Jorden Burt Obtains Victory in Nationwide Class Action October 7, 2009
A Jorden Burt LLP defense team has obtained a decisive victory for John Hancock in Nichols v. John Hancock Life Insurance Company, a putative nationwide class action. On September 22, 2009, a federal district court judge in the Northern District of Alabama issued an order granting a motion to dismiss the plaintiff's complaint, which asserted a single count for breach of contract. The plaintiff was the owner of a Hancock variable annuity contract issued to him as beneficiary of his mother's VA contract upon her death, pursuant to his exercise of the contract's "stretch" option instead of accepting the cash death benefit. The gravamen of his complaint was that Hancock improperly charged mortality and expense fees on the separate account funds in his variable annuity because no death benefit was provided under his "stretched" contract.

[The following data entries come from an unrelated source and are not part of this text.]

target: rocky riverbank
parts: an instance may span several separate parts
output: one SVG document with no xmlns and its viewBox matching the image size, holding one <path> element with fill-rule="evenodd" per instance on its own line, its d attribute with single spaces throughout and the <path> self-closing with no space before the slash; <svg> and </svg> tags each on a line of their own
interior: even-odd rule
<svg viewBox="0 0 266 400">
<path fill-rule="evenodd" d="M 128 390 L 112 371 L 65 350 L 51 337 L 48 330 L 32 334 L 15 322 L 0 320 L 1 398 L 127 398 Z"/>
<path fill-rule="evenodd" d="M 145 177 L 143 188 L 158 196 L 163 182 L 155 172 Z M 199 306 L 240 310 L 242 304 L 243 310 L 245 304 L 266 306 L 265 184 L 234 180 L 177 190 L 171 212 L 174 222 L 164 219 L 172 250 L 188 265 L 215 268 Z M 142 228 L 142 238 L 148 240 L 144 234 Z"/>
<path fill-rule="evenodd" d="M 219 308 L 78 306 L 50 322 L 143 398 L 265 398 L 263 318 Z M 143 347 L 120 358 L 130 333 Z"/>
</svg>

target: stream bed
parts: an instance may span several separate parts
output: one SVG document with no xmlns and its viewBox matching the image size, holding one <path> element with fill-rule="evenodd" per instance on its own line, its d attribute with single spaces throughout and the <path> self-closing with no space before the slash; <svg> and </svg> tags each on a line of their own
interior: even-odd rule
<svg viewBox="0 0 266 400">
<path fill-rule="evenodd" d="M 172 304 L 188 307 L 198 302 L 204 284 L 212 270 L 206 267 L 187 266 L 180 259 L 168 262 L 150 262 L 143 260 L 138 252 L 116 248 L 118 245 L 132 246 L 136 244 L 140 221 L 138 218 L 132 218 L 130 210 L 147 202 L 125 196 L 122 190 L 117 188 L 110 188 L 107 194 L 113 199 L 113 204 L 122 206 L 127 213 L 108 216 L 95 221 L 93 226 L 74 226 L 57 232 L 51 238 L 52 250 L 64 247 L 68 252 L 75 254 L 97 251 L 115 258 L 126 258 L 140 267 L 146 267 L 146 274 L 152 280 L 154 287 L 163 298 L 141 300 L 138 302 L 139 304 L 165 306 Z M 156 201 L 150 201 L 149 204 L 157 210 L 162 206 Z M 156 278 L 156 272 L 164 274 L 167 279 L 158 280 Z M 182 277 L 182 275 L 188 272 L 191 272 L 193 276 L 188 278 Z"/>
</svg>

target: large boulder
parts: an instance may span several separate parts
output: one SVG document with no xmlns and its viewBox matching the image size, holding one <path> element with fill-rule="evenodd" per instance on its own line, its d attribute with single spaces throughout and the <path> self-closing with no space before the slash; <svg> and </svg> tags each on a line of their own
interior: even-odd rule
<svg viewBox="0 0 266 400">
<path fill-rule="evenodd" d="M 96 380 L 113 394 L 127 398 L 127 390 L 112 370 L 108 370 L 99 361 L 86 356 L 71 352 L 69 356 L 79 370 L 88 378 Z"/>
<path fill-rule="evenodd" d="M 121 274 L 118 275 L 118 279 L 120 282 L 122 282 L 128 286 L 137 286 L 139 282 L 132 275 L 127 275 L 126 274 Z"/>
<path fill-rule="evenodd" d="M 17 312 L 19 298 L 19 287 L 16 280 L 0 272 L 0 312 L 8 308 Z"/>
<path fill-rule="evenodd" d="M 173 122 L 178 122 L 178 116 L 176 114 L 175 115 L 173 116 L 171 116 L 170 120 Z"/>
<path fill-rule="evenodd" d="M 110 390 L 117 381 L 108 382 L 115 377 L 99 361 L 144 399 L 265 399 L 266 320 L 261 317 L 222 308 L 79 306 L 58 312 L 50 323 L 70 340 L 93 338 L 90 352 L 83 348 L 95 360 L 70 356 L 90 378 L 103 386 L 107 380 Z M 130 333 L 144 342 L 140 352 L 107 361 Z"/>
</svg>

Hancock's motion to dismiss - which came on the heels of the defendant's removal of the lawsuit to the federal district court from a state court in Alabama - set forth a number of grounds for dismissal, including Securities Litigation Uniform Standards Act preclusion, and preemption based on the National Securities Market Improvement Act of 1996. But on the strength of the briefing alone, Judge L. Scott Coogler found sufficient bases for dismissal in the motion's traditional breach of contract arguments. Specifically, based on the plain language of the contract, he determined "it is evident that there are no provisions that a mortality charge or any fee would be collected in exchange for a death benefit. Nothing in the Contract ties any fee solely to the guarantee of a death benefit."